Research and Development Expenses. Costs associated with research and development are expensed as incurred. Research and development expenses include, among other costs, salaries and other personnel-related costs, and costs incurred by outside laboratories and other accredited facilities in connection with clinical trials and preclinical studies.

Stock-Based Compensation. Stock-based compensation cost is measured at the grant date based on the fair value of the award and is recognized as expense over the service period, which generally represents the vesting period. For awards that have performance-based vesting conditions the Company recognizes the expense over the estimated period that the awards are expected to be earned. The Company generally uses the Black-Scholes option-pricing model to calculate the grant date fair value of stock options. The expense recognized over the service period is required to include an estimate of the awards that will be forfeited.
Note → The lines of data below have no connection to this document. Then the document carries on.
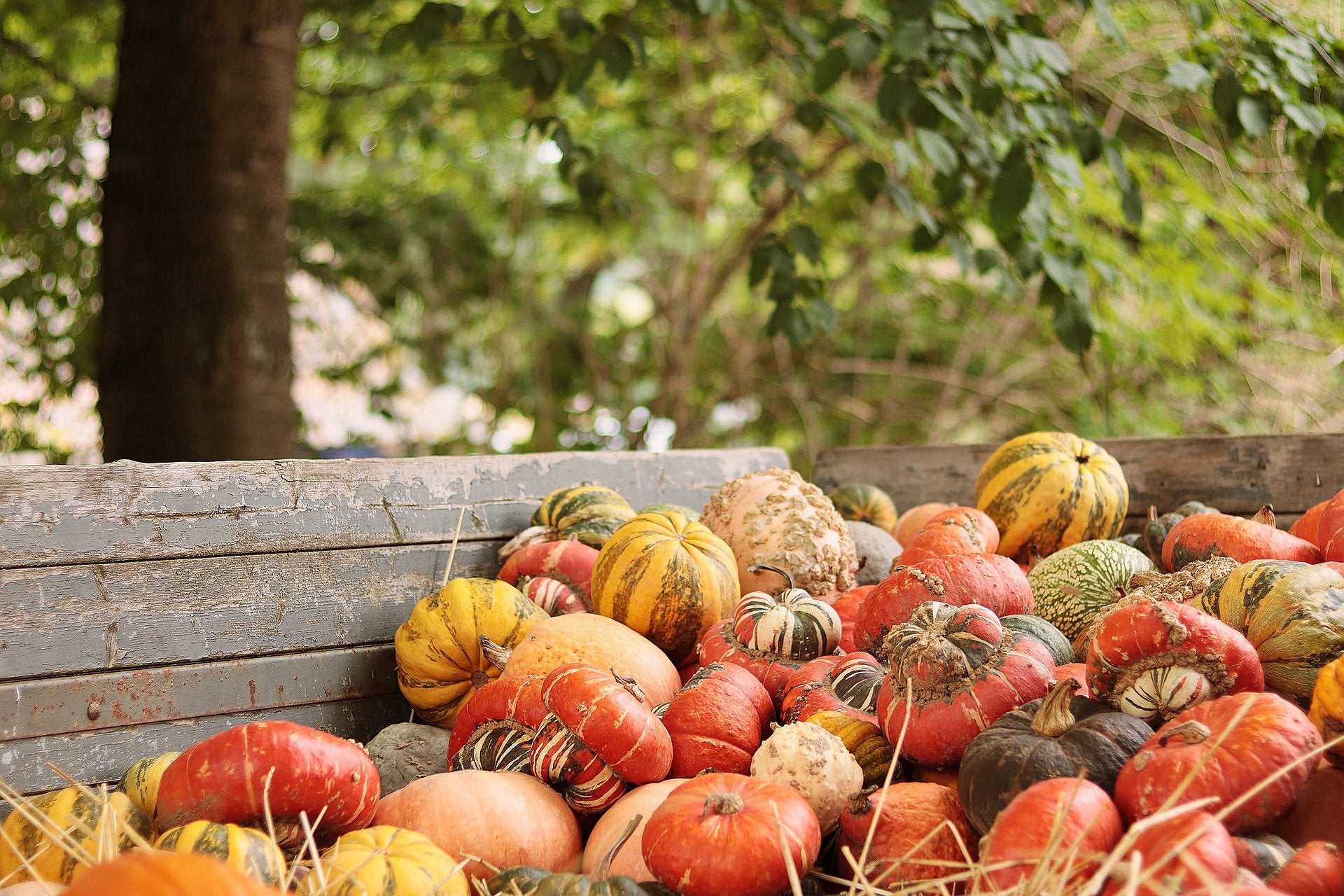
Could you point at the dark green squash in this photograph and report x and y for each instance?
(1057, 736)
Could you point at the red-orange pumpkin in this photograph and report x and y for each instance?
(722, 833)
(955, 531)
(1221, 535)
(1069, 824)
(988, 580)
(1253, 738)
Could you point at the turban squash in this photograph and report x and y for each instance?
(1046, 491)
(668, 580)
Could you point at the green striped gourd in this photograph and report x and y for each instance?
(1073, 584)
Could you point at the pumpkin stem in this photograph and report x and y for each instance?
(632, 685)
(604, 865)
(1054, 716)
(722, 805)
(764, 566)
(1193, 732)
(495, 653)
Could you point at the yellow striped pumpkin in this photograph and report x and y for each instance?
(667, 578)
(69, 817)
(141, 780)
(1047, 491)
(438, 648)
(386, 862)
(246, 849)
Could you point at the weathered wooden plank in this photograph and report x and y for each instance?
(127, 615)
(1234, 473)
(104, 755)
(104, 700)
(128, 511)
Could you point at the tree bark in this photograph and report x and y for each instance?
(194, 360)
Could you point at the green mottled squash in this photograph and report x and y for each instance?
(1074, 584)
(1292, 613)
(246, 849)
(864, 503)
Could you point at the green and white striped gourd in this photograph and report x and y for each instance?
(1073, 584)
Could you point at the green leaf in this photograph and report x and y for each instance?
(830, 69)
(1187, 76)
(937, 150)
(1011, 191)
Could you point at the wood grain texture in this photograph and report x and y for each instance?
(1234, 473)
(70, 704)
(127, 511)
(127, 615)
(105, 755)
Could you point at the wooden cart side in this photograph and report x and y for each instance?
(147, 606)
(1234, 473)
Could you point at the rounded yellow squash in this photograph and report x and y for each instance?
(438, 648)
(1047, 491)
(388, 862)
(667, 578)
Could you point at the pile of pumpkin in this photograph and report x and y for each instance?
(1021, 700)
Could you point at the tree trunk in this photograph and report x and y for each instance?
(194, 358)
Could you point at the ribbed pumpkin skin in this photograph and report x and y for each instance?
(866, 504)
(668, 580)
(440, 663)
(141, 780)
(1046, 491)
(1073, 584)
(245, 849)
(67, 809)
(387, 862)
(1292, 613)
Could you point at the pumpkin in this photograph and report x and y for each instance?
(34, 841)
(1224, 748)
(774, 517)
(495, 729)
(440, 662)
(499, 817)
(1186, 853)
(1049, 636)
(248, 849)
(916, 517)
(864, 742)
(1155, 659)
(1292, 613)
(587, 512)
(1222, 535)
(866, 503)
(848, 684)
(1057, 827)
(555, 575)
(1046, 491)
(668, 580)
(815, 764)
(386, 860)
(277, 767)
(628, 859)
(723, 833)
(587, 637)
(955, 531)
(918, 832)
(987, 580)
(597, 736)
(155, 874)
(1074, 584)
(141, 780)
(717, 720)
(961, 671)
(1059, 736)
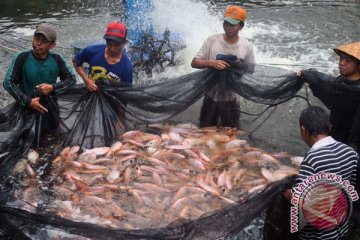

Stock options issued to non-employees are accounted for in accordance with the provisions of ASC Subtopic 505-50, Equity-Based Payments to Non-employees, which requires valuing the stock options using an option pricing model (the Company uses Black-Scholes) and measuring such stock options to their current fair value when they vest.

 

Item 7A.

Quantitative and Qualitative Disclosures About Market Risk

Due to the nature of our operations, assets and absence of debt, we are not exposed to any significant market risks at December 31, 2019 and 2018.

 

Item 8.

Financial Statements and Supplementary Data

The financial statements required by this item are attached to this Annual Report on Form 10-K beginning on Page F-1.

 

Item 9.

Changes in and Disagreements with Accountants on Accounting and Financial Disclosure

None.

 

Item 9A.

Controls and Procedures

(a) Evaluation of Disclosure Controls and Procedures

As required by Rule 13a-15 under the Securities Exchange Act of 1934, (the “Exchange Act”) as of the end of the period covered by this Annual Report, we carried out an evaluation, under the supervision and with the participation of our Chief Executive Officer and our Chief Financial Officer, of the effectiveness of our disclosure controls and procedures as of December 31, 2019. Our management has concluded, based on their evaluation, that our disclosure controls and procedures were effective as of December 31, 2019 to ensure that information required to be disclosed by us in the reports we file or submit under the Exchange Act is recorded, processed, summarized and reported within the time periods specified in the Securities and Exchange Commission’s rules and forms.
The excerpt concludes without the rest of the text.